C'erano due risultati imprevisti. In Primo Luogo, quando il calore e l'umidità aumentati durante l'estate, personale hanno diviso più batteri a vicenda. In Secondo Luogo, quando hanno misurato l'impatto dei trattamenti -; quali gli antibiotici prima di o durante l'ammissione, la chemioterapia durante l'ammissione, la chirurgia, o l'ammissione all'ospedale comunque il pronto soccorso -; l'impatto era minimo.

“Abbiamo trovato coerente che antibiotici dati per via endovenosa o per via orale non abbiamo avuti quasi impatto sul microbiome dell'interfaccia,„ Gilbert ha detto. “Ma quando un paziente ha ricevuto un antibiotico attuale, quindi, come previsto, ha eliminato i microbi dell'interfaccia.„

I Campioni dalle stanze di 92 pazienti che hanno avuti più lungo ospedale resta, misurato nei mesi, hanno rivelato una tendenza. Alcuni batteri potenzialmente nocivi, quale l'epidermidis dello Stafilococco e di Staphylococcus aureus, stata minacciata da pressione selettiva continua, riuscita per acquistare i geni che potrebbero amplificare la resistenza a antibiotici e promuovere l'infezione ospite.

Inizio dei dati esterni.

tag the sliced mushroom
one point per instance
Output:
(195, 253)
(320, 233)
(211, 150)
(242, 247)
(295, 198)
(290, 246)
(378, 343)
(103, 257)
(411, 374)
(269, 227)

“Questo richiede ulteriore studio,„ Gilbert ha detto, “ma se risulta essere vero poi questi cambiamenti genetici potrebbero pregiudicare la capacità dei batteri di invadere il tessuto o di sfuggire ai trattamenti standard.„

Lo studio, pubblicato il 24 maggio nella Medicina Di Traduzione di Scienza, “dimostra le dimensioni a cui l'ecologia microbica di interfaccia paziente e delle superfici dell'ospedale è intrecciata e può fornire il contesto agli studi futuri sulla trasmissione delle infezioni ospedale-acquistate,„ gli autori conclude.